Combining prompting, retrieval, agents, and fine-tuning into a working system. Learn how to choose the right tool for each problem.
Most tutorials teach each GenAI technique in isolation: here's how to prompt, here's how to build RAG, here's how to build agents. But in practice, you rarely use just one technique. Real applications combine multiple blocks depending on the problem constraints. This page teaches you the decision framework for choosing between them and how they fit together.
Prompting is the foundation. Feed an LLM a task and get an answer. No external data, no tools, no loops. It's fast, cheap, and deterministic — but it only works for tasks the model can solve from its training data.
Retrieval-Augmented Generation (RAG) solves the knowledge problem. When your task requires specific facts, documents, or domain data the model doesn't know, retrieve relevant context from a vector database or search index and inject it into the prompt. Now the model answers from facts, not from faulty memory.
Agents solve the action problem. When the task requires multiple steps, external data, or decisions based on observation, give the LLM tools and let it call them in a loop. It reasons, acts, observes, and repeats until the goal is met.
Fine-Tuning optimizes for task-specific performance. When prompting doesn't give enough accuracy, or when you need task-specific reasoning patterns or output formats, train the model on examples of correct behavior. This improves quality but costs time and data.
Data Engineering is the glue. Clean, structured, labeled data feeds every technique above. Without good data, prompting fails, RAG retrieves garbage, agents make wrong decisions, and fine-tuning learns from noise.
Use this decision tree to choose the right combination of techniques for your problem. Answer each question in order and follow the path.
Start at the top with "Can prompting alone solve this?" and follow branches down. Each decision eliminates options and narrows the solution. The tree encodes the principle: use the simplest approach that solves the problem. Never use agents when RAG works. Never fine-tune when prompting is sufficient.
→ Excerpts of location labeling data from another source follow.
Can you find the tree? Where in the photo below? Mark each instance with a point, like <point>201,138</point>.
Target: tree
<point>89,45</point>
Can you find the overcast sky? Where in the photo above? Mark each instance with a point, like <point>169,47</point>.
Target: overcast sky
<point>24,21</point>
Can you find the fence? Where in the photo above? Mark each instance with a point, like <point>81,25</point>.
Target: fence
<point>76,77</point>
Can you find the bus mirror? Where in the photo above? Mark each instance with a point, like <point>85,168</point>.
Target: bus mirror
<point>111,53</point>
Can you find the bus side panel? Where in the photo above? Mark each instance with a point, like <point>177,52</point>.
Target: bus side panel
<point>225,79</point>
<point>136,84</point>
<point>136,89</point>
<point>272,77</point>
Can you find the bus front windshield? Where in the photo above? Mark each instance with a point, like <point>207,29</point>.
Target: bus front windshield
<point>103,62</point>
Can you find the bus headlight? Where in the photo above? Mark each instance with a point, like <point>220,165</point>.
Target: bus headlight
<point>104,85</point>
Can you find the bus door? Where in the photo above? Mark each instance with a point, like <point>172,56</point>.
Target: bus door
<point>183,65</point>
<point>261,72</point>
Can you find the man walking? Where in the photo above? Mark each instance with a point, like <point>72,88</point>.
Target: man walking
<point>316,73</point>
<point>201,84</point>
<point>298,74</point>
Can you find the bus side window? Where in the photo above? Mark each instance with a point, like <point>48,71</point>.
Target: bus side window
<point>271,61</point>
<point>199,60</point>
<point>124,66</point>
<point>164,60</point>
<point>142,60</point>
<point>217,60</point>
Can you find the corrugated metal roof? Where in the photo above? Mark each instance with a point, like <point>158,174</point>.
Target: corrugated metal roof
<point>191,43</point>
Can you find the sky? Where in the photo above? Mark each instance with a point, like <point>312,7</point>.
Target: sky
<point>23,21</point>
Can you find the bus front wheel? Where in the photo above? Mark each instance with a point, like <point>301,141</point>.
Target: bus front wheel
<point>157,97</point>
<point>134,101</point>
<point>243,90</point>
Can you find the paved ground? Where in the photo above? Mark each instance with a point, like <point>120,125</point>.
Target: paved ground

Each block solves a specific class of problems. Know what each is for, when it works, and when it fails.
What: Feed a task to an LLM and get an answer. When to use: Task knowledge is in the model's training data, and answer depends only on reasoning or common knowledge. Examples: Summarizing text, answering trivia, drafting emails, classifying sentiment. Latency: One LLM call, ~100ms-1s. Cost: Low. Failure mode: Model doesn't know the facts, hallucinates.
What: Retrieve relevant documents from a database, inject them into the prompt, then let the LLM answer from that context. When to use: Task requires specific facts, policies, or domain data that aren't in the model's training data. Examples: Customer support, legal document Q&A, internal knowledge search, product documentation. Latency: Retrieval (~50-200ms) + LLM call (~100ms-1s). Cost: Moderate (vector DB lookups + LLM). Failure mode: Retriever doesn't find relevant documents, or documents don't answer the question.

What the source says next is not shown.